Monday, February 25, 2008

Hidden Home Hazards


The strong sense of comfort we feel as we unwind at home often makes us vulnerable to objects that appear harmless. We believe that danger exists outside, not within our homes. After all we've designed our personal spaces to adapt to our needs to kick back and relax. But the Consumer Products Safety Commission (CPSC) advised that 33.1 million people suffer injuries related to products in the home. The Commission advised the top 5 hidden hazards as follows:

Magnets: Toys that contain small magnetic components are dangerous as small magnets that can detach from the rest of the toy can be swallowed by small children. When opposite poles of these magnetic pieces are swallowed or, if these are swallowed together with a metallic object; these pieces can re-attach and remain trapped within the child's intestinal tract. Since 2005, magnets have been the cause of 1 reported death and 86 reported injuries. Toys with small magnets have been recalled to prevent further injuries. The Commission further advised that such toys should only be given to children over 6 years of age.

Furniture Tip Overs: Furniture, and home appliances can tip over and crush young children. Injuries and some deaths occur when children climb over, fall or pull themselves up against these. Children will less likely climb onto furniture and appliances if there are no objects placed over the top of TVs, shelves and counter tops. Such objects such as toys and food can attract children.

Windows, Blinds and Drapes: Children can fall off windows or can be trapped by window cords. Loops used to close or draw blinds and drapes can trap and strangle children. Thousands of children under the age of 10 have been known to fall off windows causing 9 deaths per year on average. Secure loose loops of window blinds so that these are kept from children's reach. Install window guards or stops as screens will not be sufficient to stop a child from falling.

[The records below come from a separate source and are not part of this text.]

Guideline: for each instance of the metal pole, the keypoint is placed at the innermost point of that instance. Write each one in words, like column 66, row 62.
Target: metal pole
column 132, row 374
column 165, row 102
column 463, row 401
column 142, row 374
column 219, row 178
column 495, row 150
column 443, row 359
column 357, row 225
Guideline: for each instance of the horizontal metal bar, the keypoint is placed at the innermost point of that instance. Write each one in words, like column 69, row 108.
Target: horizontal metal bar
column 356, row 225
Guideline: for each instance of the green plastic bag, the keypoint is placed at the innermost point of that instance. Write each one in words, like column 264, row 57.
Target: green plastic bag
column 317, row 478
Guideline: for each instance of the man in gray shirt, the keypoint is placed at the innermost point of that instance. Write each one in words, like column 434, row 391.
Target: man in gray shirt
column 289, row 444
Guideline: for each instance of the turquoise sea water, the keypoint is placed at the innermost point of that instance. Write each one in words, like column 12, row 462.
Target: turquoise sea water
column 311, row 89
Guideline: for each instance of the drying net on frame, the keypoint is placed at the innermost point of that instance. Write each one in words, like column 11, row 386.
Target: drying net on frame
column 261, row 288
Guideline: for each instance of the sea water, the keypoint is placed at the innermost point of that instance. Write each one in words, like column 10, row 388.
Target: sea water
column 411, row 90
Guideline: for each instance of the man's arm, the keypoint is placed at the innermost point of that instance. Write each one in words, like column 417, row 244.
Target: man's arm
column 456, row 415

Pool and Spa Drains: Broken drain covers in pools can present hazards to all ages. The suction from a draining pool is so powerful that it can hold an adult under water. Small children can be defenseless when their small bodies are sucked against the drain or when hair gets pulled and entangled. Parents should check that pools have drain covers in place before allowing their child to enter a pool. Safety Vacuum Release Systems can also be installed to shut off the pool's pump when a drain is blocked.

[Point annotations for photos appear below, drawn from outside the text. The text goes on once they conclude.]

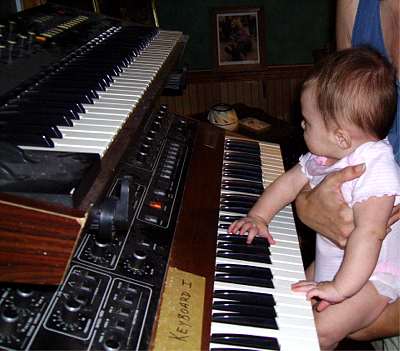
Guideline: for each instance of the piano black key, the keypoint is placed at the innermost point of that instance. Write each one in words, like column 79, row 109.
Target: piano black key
column 258, row 272
column 75, row 84
column 230, row 348
column 251, row 321
column 250, row 199
column 237, row 202
column 224, row 225
column 243, row 183
column 38, row 105
column 243, row 158
column 91, row 78
column 39, row 111
column 242, row 189
column 243, row 148
column 41, row 96
column 17, row 118
column 244, row 256
column 48, row 131
column 262, row 342
column 249, row 309
column 244, row 248
column 229, row 218
column 27, row 140
column 236, row 209
column 246, row 297
column 242, row 175
column 243, row 166
column 241, row 239
column 244, row 280
column 244, row 143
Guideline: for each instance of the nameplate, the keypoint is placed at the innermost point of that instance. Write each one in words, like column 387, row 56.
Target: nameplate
column 181, row 315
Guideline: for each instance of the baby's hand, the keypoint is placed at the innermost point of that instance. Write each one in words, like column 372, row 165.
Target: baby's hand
column 324, row 291
column 254, row 226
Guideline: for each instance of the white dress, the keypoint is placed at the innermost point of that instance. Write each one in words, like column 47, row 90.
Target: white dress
column 381, row 177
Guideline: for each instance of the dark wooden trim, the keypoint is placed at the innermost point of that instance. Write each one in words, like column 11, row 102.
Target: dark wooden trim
column 263, row 73
column 36, row 243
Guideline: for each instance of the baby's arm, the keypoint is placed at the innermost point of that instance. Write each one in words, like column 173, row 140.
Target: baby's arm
column 361, row 253
column 277, row 195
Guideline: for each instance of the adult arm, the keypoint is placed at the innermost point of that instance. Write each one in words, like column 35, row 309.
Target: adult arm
column 278, row 194
column 324, row 209
column 361, row 253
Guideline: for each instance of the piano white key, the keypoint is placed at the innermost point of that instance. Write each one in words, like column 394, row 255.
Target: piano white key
column 74, row 134
column 284, row 331
column 104, row 118
column 91, row 128
column 286, row 267
column 287, row 309
column 286, row 344
column 280, row 269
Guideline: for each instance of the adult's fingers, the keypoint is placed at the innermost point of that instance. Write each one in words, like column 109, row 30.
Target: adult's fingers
column 395, row 216
column 346, row 174
column 321, row 305
column 304, row 285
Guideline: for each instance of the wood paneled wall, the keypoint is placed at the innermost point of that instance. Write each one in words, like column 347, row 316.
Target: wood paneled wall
column 274, row 90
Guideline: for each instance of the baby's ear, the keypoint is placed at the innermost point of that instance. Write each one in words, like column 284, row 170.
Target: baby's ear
column 343, row 139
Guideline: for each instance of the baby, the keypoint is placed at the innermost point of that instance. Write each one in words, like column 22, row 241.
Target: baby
column 348, row 104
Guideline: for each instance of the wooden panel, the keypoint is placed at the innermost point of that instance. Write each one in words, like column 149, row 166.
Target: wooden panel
column 274, row 90
column 194, row 245
column 36, row 241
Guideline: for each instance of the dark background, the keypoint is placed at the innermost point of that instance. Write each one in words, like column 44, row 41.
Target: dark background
column 293, row 29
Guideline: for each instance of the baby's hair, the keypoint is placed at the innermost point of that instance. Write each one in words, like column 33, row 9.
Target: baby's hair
column 358, row 86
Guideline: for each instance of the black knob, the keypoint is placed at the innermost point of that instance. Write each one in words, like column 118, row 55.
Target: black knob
column 99, row 248
column 141, row 156
column 145, row 147
column 111, row 344
column 23, row 297
column 71, row 310
column 139, row 258
column 8, row 321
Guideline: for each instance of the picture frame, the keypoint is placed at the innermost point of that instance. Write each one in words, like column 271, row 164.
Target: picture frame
column 239, row 37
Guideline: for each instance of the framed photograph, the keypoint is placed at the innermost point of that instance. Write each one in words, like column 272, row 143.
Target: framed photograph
column 239, row 39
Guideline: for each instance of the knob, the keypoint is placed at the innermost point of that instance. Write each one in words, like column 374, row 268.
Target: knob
column 156, row 125
column 141, row 156
column 139, row 258
column 8, row 321
column 11, row 45
column 111, row 344
column 145, row 147
column 163, row 108
column 23, row 297
column 11, row 28
column 99, row 248
column 71, row 310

Recalled Products: The Consumer Product Safety Commission recalls from store shelves, hundreds of products per year as soon as these are found to present safety hazards. Examples of recalled products in the past year are toys and jewelry containing excessive amounts of lead. Small trim on clothing may have come off easily, and can potentially choke small children. We can all be made aware of recent product recalls by signing up through the CPSC's website. Log on to www.cpsc.gov.

2 comments:

Anonymous said...

All of these topics are important, and believe that it will be a great source of information for young mothers/families, single women and many beyond.
Any information that contributes to the idea of protection within all aspects of life is important. I also like the idea of anonymity for people that are seeking support.
The stark contrast between the life here and “regular” Western life, with regards to safety is so evident. I always think that I would love to make a difference for children and women. But this is also a life pattern that includes uneducated and down trodden. My opinion is that in the western world there is more personal humiliation that can be well hidden. THIS is where I think a blog for child safety and domestic violence is always in search of.

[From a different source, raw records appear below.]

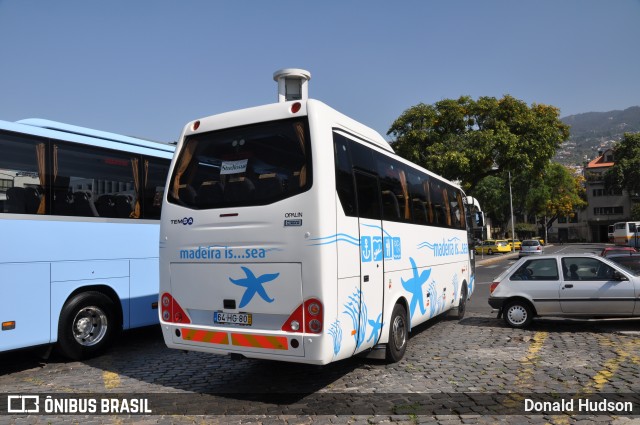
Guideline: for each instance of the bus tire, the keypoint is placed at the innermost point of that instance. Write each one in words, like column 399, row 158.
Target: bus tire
column 88, row 325
column 462, row 304
column 398, row 334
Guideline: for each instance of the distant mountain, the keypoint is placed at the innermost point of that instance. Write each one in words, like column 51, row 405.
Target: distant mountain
column 595, row 131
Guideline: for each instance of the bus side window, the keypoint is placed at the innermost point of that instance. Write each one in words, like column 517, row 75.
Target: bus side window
column 84, row 176
column 418, row 199
column 155, row 177
column 393, row 186
column 22, row 175
column 368, row 196
column 344, row 176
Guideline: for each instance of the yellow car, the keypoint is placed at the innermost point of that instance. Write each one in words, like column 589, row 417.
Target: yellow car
column 539, row 239
column 492, row 246
column 518, row 244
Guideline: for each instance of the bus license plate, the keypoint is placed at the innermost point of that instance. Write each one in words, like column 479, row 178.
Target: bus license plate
column 222, row 318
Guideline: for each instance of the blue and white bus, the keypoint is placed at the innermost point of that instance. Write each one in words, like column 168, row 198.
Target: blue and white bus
column 292, row 232
column 79, row 224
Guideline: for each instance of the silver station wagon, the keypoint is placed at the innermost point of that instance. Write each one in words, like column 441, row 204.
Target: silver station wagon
column 565, row 285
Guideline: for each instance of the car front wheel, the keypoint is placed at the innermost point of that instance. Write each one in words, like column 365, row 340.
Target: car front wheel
column 518, row 314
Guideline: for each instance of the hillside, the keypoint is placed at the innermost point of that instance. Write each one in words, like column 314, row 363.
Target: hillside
column 594, row 131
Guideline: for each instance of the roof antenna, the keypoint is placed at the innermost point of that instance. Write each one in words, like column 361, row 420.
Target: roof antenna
column 293, row 84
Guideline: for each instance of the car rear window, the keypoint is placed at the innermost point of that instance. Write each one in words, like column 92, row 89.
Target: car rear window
column 543, row 269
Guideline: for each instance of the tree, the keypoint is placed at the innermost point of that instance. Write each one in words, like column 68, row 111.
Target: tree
column 625, row 173
column 551, row 192
column 558, row 193
column 469, row 140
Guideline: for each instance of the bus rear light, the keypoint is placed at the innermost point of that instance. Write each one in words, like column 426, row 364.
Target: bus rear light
column 493, row 287
column 171, row 310
column 312, row 323
column 314, row 309
column 315, row 326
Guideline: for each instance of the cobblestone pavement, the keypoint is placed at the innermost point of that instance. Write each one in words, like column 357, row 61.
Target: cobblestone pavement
column 472, row 371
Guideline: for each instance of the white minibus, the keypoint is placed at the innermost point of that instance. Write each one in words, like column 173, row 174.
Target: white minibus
column 292, row 232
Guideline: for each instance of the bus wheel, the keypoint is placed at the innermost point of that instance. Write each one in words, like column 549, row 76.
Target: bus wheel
column 462, row 305
column 398, row 330
column 88, row 324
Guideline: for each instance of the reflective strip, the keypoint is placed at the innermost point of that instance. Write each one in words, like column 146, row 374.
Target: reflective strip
column 205, row 336
column 260, row 341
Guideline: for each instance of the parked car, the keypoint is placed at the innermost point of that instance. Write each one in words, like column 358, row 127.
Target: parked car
column 531, row 247
column 516, row 242
column 539, row 239
column 628, row 260
column 573, row 285
column 491, row 246
column 614, row 250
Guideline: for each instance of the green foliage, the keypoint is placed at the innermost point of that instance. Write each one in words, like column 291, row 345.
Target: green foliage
column 625, row 173
column 468, row 140
column 635, row 212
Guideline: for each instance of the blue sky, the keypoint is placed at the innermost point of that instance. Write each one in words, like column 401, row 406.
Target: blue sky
column 145, row 68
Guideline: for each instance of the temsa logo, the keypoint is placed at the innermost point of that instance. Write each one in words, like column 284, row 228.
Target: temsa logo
column 187, row 221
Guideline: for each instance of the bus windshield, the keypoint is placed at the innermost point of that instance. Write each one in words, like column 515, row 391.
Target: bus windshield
column 243, row 166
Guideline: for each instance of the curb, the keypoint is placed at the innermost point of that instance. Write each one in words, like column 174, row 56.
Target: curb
column 495, row 258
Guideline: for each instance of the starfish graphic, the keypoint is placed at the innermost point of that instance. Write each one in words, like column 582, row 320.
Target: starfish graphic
column 414, row 285
column 254, row 286
column 376, row 327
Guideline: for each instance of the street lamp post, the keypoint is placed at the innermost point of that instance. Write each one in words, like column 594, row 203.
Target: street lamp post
column 513, row 234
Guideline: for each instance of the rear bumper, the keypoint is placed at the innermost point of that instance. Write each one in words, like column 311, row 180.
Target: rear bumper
column 496, row 303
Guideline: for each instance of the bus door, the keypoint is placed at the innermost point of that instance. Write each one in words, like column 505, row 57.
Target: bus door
column 371, row 261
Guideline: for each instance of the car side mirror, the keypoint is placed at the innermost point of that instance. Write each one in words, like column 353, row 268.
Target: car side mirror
column 618, row 276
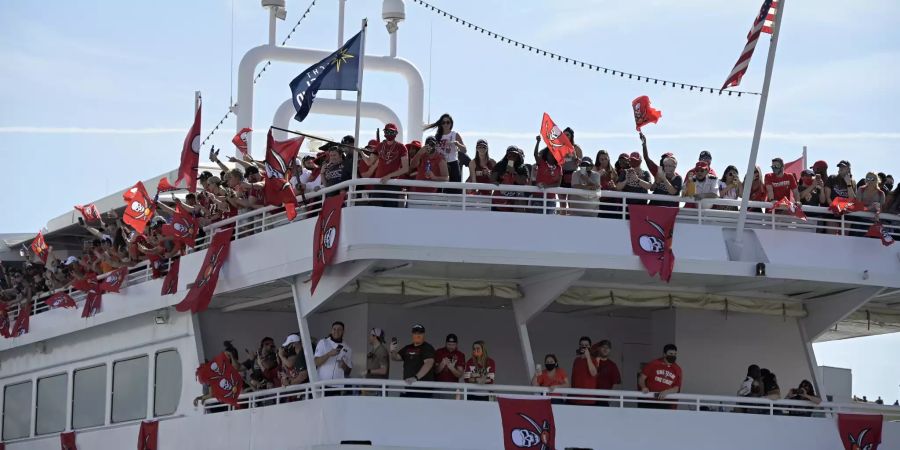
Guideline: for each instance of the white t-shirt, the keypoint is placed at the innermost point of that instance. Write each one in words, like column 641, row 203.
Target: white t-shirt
column 331, row 369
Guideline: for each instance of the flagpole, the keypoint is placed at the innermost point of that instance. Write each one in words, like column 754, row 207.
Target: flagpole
column 757, row 133
column 362, row 60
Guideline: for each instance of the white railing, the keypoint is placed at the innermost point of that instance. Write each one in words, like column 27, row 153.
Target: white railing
column 519, row 199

I am not sure if I am headed in the direction you want me to be. As I quickly glanced the page for the first time- those were the subjects that caught my attention. The idea of environmental protection/change is equally as important. We do what we can to make a difference- but once again, our side of the world is so slow on the uptake that even the importance of recycling is not endorsed nearly as much as it should be. And the ease of recycling resources does not exist.
THIS is when I love being back in a society that is revamping the system to impact the future. The simple things in life will make such a difference in our children’s future.

Ellen Uyenco said...

The contrast in the people's awareness of a safe environment could be due to the availability of resources that ensure child safety. Children raised under constant supervision are less likely to "fall into accidents." The presence of adult supervision (as provided by nannies)results in the near absence of accidents and a low awareness in the general population of objects that can potentially endanger a child. The availability/affordability of paid adult supervision can vary according to economic status or cultural practice. If 24/7 monitoring cannot be provided, the child's environment needs to be modified so that a child left to his own devices faces minimal risk of harmful exposure. But this should not replace adult supervision.
Environmental protection or its consciousness is likely observed in fast changing environments where the population is most likely able to view the contrasts of what it was then, and how it looks now. Scarcity or the obvious dwindling of resources can be catalysts for conservation. It's hard to imagine this happening in sparsely populated areas where resources are plentiful.